Can you suggest a profiling tool, which could help with this, as I do not need to access this data programmatically. I use NVIDIA's OpenCL.
you need follow next steps to measure the execution time of OpenCL kernel execution time:
Create a queue, profiling need been enable when the queue is created:
cl_command_queue command_queue;
command_queue = clCreateCommandQueue(context, devices[deviceUsed], CL_QUEUE_PROFILING_ENABLE, &err);
Link an event when launch a kernel
cl_event event;
err=clEnqueueNDRangeKernel(queue, kernel, woridim, NULL, workgroupsize, NULL, 0, NULL, &event);
Wait for the kernel to finish
clWaitForEvents(1, &event);
Wait for all enqueued tasks to finish
clFinish(queue);
Get profiling data and calculate the kernel execution time (returned by the OpenCL API in nanoseconds)
cl_ulong time_start;
cl_ulong time_end;
clGetEventProfilingInfo(event, CL_PROFILING_COMMAND_START, sizeof(time_start), &time_start, NULL);
clGetEventProfilingInfo(event, CL_PROFILING_COMMAND_END, sizeof(time_end), &time_end, NULL);
double nanoSeconds = time_end-time_start;
printf("OpenCl Execution time is: %0.3f milliseconds \n",nanoSeconds / 1000000.0);
The profiling function returns nano seconds, and is very accurate (~50ns), however, the execution has different execution times, depending on others minor issues you can't control.
This reduces your problematic on what you want to measure:
Measuring the kernel execution time: Your approach is correct, the accuracy of the average execution time measured will increase as you increase N. This accounts only for the execution time, no overhead taken in consideration.
Measuring the kernel execution time + overhead: You should use events as well but measure since CL_PROFILING_COMMAND_SUBMIT, to account for extra execution overhead.
Measuring the real host side execution time: You should use events as well but measure since the first event start, to the last event end. Using CPU timing measurement is another possibility. If you want to measure this, then you should remove the waitforevents from the loop, to allow maximum throughput to the OpenCL system (and less overhead possible).

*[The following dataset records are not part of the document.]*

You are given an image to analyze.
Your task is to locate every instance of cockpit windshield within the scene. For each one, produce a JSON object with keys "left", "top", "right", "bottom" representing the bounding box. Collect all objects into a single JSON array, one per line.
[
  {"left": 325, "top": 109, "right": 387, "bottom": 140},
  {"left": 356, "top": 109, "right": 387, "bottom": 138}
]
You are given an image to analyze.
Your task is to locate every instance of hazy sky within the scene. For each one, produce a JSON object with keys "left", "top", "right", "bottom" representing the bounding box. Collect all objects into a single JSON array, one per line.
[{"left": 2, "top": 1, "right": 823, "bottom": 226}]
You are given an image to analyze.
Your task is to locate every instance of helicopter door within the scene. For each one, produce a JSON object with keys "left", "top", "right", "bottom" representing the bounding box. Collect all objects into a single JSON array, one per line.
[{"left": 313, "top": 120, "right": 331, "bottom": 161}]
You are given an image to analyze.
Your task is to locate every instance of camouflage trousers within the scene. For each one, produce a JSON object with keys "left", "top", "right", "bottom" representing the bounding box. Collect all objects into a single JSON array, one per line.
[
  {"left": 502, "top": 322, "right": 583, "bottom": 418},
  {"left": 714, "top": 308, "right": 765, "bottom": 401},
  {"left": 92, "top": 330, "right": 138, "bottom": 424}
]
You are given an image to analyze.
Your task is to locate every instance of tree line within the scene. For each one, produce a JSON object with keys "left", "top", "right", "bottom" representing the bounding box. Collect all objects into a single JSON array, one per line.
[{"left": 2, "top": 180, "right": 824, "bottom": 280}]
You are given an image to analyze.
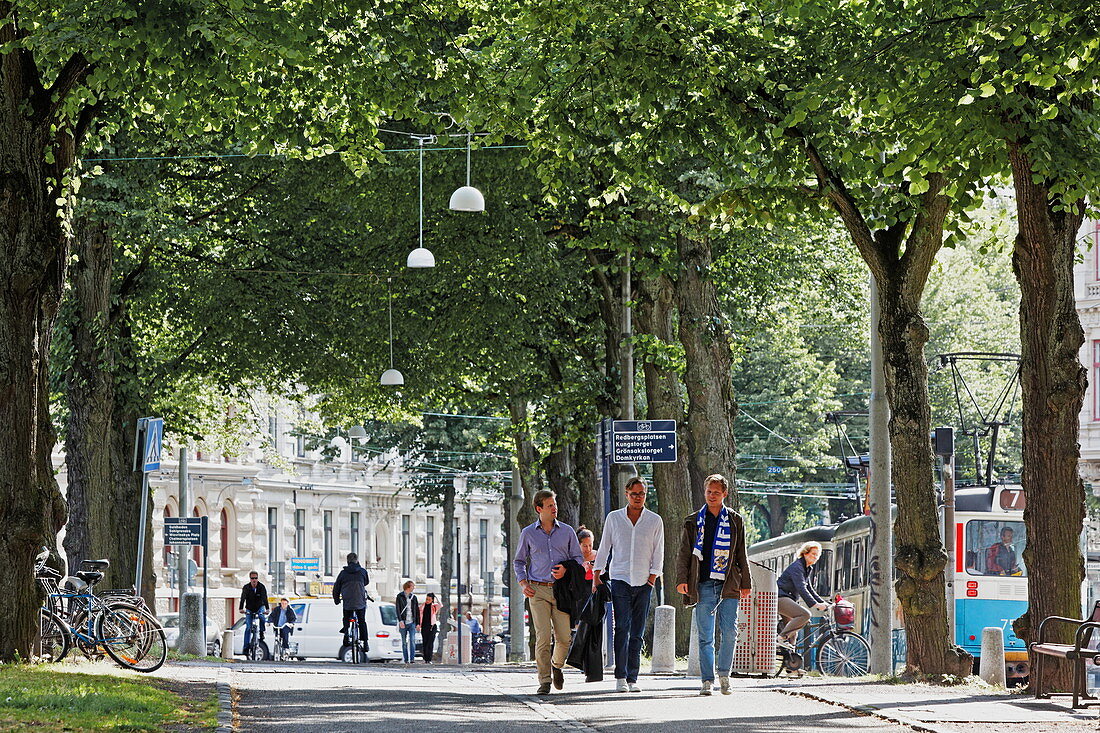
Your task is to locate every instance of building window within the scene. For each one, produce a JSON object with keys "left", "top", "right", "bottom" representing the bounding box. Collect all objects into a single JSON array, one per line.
[
  {"left": 296, "top": 434, "right": 306, "bottom": 458},
  {"left": 220, "top": 508, "right": 229, "bottom": 567},
  {"left": 295, "top": 509, "right": 306, "bottom": 556},
  {"left": 192, "top": 507, "right": 202, "bottom": 566},
  {"left": 479, "top": 519, "right": 489, "bottom": 580},
  {"left": 401, "top": 515, "right": 411, "bottom": 577},
  {"left": 1094, "top": 341, "right": 1100, "bottom": 420},
  {"left": 267, "top": 508, "right": 278, "bottom": 565},
  {"left": 350, "top": 512, "right": 360, "bottom": 558},
  {"left": 426, "top": 517, "right": 435, "bottom": 578},
  {"left": 268, "top": 414, "right": 278, "bottom": 444},
  {"left": 323, "top": 511, "right": 333, "bottom": 575}
]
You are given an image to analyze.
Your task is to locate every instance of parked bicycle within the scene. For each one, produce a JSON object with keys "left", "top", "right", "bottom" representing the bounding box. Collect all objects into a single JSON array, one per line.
[
  {"left": 34, "top": 547, "right": 166, "bottom": 672},
  {"left": 776, "top": 597, "right": 870, "bottom": 678}
]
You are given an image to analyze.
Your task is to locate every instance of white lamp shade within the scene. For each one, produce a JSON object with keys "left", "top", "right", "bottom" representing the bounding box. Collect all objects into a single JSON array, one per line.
[
  {"left": 449, "top": 185, "right": 485, "bottom": 212},
  {"left": 380, "top": 368, "right": 405, "bottom": 386},
  {"left": 328, "top": 436, "right": 348, "bottom": 449},
  {"left": 406, "top": 247, "right": 435, "bottom": 268},
  {"left": 348, "top": 425, "right": 367, "bottom": 439}
]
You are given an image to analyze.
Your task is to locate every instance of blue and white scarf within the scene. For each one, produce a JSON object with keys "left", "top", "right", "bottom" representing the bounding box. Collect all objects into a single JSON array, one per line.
[{"left": 693, "top": 505, "right": 732, "bottom": 580}]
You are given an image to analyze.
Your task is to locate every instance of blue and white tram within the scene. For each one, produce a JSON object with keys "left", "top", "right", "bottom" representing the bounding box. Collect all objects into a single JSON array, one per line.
[
  {"left": 748, "top": 484, "right": 1028, "bottom": 680},
  {"left": 952, "top": 484, "right": 1028, "bottom": 681}
]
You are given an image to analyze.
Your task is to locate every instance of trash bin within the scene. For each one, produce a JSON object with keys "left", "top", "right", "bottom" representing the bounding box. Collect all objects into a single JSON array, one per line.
[{"left": 732, "top": 562, "right": 778, "bottom": 676}]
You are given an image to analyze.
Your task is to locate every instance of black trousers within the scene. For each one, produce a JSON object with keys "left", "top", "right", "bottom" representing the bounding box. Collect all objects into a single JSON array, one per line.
[{"left": 421, "top": 627, "right": 437, "bottom": 662}]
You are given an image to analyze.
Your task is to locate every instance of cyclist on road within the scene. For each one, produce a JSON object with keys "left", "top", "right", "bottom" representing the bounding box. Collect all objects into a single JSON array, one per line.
[
  {"left": 777, "top": 542, "right": 829, "bottom": 649},
  {"left": 269, "top": 597, "right": 297, "bottom": 652},
  {"left": 333, "top": 552, "right": 370, "bottom": 650},
  {"left": 240, "top": 571, "right": 270, "bottom": 652}
]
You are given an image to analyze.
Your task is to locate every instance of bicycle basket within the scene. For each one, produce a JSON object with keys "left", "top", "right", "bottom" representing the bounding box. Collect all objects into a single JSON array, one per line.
[{"left": 833, "top": 597, "right": 855, "bottom": 628}]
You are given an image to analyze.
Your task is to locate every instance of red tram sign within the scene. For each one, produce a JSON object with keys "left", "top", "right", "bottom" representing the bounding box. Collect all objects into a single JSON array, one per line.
[{"left": 998, "top": 488, "right": 1026, "bottom": 511}]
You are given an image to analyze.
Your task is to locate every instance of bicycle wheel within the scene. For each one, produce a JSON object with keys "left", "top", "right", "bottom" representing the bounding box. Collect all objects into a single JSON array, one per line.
[
  {"left": 38, "top": 608, "right": 71, "bottom": 662},
  {"left": 816, "top": 631, "right": 870, "bottom": 677},
  {"left": 351, "top": 633, "right": 361, "bottom": 664},
  {"left": 246, "top": 638, "right": 266, "bottom": 661},
  {"left": 96, "top": 604, "right": 167, "bottom": 672}
]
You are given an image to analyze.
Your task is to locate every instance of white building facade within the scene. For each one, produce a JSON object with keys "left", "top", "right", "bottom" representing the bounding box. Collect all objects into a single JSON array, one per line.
[{"left": 60, "top": 400, "right": 507, "bottom": 632}]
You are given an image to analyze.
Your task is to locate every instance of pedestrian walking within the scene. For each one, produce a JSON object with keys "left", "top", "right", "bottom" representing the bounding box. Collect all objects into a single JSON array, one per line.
[
  {"left": 332, "top": 553, "right": 370, "bottom": 652},
  {"left": 577, "top": 526, "right": 597, "bottom": 580},
  {"left": 513, "top": 488, "right": 585, "bottom": 695},
  {"left": 395, "top": 581, "right": 420, "bottom": 663},
  {"left": 675, "top": 474, "right": 751, "bottom": 696},
  {"left": 239, "top": 571, "right": 269, "bottom": 651},
  {"left": 465, "top": 611, "right": 482, "bottom": 636},
  {"left": 420, "top": 593, "right": 441, "bottom": 663},
  {"left": 593, "top": 477, "right": 664, "bottom": 693}
]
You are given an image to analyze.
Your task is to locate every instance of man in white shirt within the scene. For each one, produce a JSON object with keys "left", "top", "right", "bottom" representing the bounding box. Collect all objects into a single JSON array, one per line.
[{"left": 594, "top": 477, "right": 664, "bottom": 693}]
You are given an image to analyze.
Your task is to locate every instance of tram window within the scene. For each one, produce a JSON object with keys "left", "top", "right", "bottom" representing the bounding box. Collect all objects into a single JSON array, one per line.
[
  {"left": 834, "top": 541, "right": 852, "bottom": 591},
  {"left": 815, "top": 550, "right": 832, "bottom": 596},
  {"left": 852, "top": 539, "right": 865, "bottom": 588},
  {"left": 965, "top": 520, "right": 1027, "bottom": 577}
]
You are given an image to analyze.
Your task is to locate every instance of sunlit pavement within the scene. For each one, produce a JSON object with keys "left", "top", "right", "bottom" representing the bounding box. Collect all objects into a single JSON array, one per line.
[{"left": 153, "top": 660, "right": 1100, "bottom": 732}]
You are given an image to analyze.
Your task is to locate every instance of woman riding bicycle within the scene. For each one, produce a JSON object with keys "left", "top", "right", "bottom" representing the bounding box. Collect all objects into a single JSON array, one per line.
[{"left": 777, "top": 541, "right": 829, "bottom": 649}]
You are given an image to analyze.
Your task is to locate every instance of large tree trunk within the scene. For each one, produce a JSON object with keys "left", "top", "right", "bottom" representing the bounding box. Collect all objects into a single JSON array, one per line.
[
  {"left": 808, "top": 147, "right": 969, "bottom": 675},
  {"left": 61, "top": 221, "right": 115, "bottom": 574},
  {"left": 637, "top": 272, "right": 694, "bottom": 654},
  {"left": 879, "top": 267, "right": 970, "bottom": 677},
  {"left": 676, "top": 232, "right": 738, "bottom": 508},
  {"left": 438, "top": 480, "right": 456, "bottom": 657},
  {"left": 62, "top": 218, "right": 152, "bottom": 597},
  {"left": 573, "top": 435, "right": 602, "bottom": 538},
  {"left": 508, "top": 396, "right": 541, "bottom": 529},
  {"left": 1007, "top": 141, "right": 1087, "bottom": 694},
  {"left": 0, "top": 30, "right": 85, "bottom": 660},
  {"left": 545, "top": 433, "right": 578, "bottom": 528},
  {"left": 764, "top": 495, "right": 789, "bottom": 538}
]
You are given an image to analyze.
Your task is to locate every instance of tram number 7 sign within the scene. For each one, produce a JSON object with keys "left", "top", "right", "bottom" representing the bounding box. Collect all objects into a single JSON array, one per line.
[{"left": 612, "top": 420, "right": 678, "bottom": 463}]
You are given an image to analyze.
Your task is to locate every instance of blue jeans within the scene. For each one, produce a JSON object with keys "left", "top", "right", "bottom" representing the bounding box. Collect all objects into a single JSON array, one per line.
[
  {"left": 400, "top": 623, "right": 417, "bottom": 662},
  {"left": 695, "top": 580, "right": 739, "bottom": 682},
  {"left": 609, "top": 580, "right": 653, "bottom": 683},
  {"left": 243, "top": 610, "right": 266, "bottom": 650}
]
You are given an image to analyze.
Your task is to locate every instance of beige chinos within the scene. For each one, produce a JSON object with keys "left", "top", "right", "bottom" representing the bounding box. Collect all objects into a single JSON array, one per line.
[{"left": 529, "top": 583, "right": 572, "bottom": 684}]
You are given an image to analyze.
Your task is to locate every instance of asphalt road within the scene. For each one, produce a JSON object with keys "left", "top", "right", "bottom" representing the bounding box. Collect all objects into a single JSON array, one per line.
[{"left": 229, "top": 662, "right": 920, "bottom": 733}]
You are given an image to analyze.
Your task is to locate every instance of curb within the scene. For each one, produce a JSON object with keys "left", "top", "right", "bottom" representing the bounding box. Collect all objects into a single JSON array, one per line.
[
  {"left": 777, "top": 687, "right": 951, "bottom": 733},
  {"left": 215, "top": 668, "right": 234, "bottom": 732}
]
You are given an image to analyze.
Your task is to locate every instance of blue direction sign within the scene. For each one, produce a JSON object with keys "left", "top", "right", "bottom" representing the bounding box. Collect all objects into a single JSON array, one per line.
[
  {"left": 290, "top": 557, "right": 320, "bottom": 572},
  {"left": 142, "top": 417, "right": 164, "bottom": 473},
  {"left": 612, "top": 420, "right": 678, "bottom": 463},
  {"left": 164, "top": 517, "right": 206, "bottom": 546}
]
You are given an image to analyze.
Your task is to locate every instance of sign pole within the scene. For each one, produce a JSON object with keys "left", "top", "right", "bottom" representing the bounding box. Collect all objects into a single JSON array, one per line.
[
  {"left": 178, "top": 448, "right": 189, "bottom": 611},
  {"left": 868, "top": 275, "right": 894, "bottom": 675},
  {"left": 203, "top": 516, "right": 209, "bottom": 638}
]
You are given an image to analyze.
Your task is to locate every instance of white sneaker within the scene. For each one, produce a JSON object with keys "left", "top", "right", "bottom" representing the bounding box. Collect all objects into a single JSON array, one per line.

Answering the Tools question, I recomend to use nVIDIA visual profiler. BUt since is no longer available for OpenCL, you should use the Visual Studio Add on or an old version (CUDA 3.0) of the nvprofiler.
The time that is measured is returned in nanoseconds, but you're right: The resolution of the timer is lower. However, I wonder what the actual execution time of your kernel is when you say that the time is too short to measure accurately (my gut feeling is that the resolution should be in the range of microseconds).
The most appropriate way of measuring the total time of multiple iterations depends on what "multiple" means here. Is NUMBER_OF_ITERATIONS=5 or NUMBER_OF_ITERATIONS=500000? If the number of iterations is "large", you may just use the system clock, possibly with OS-specific functions like QueryPerformanceCounter on windows (also see, for example, Is there a way to measure time up to micro seconds using C standard library? ), but of course, the precision of the system clock might be lower than that of the OpenCL device, so whether this makes sense really depends on the number of iterations.
It's a pity that NVIDIA removed OpenCL support from their Visual Profiler, though...
On Intel's OpenCL GPU implementation I've been successful with your approach (timing per kernel) and prefer it to batching a stream of NDRanges.
An alternate approach is to run it N times with and measure time with markers events as in the approach proposed in this question (the question not the answer).
Times for short kernels are generally at least in the microseconds realm in my experience.
You can check the timer resolution using clGetDeviceInfo with CL_DEVICE_PROFILING_TIMER_RESOLUTION (e.g. 80 ns on my setup).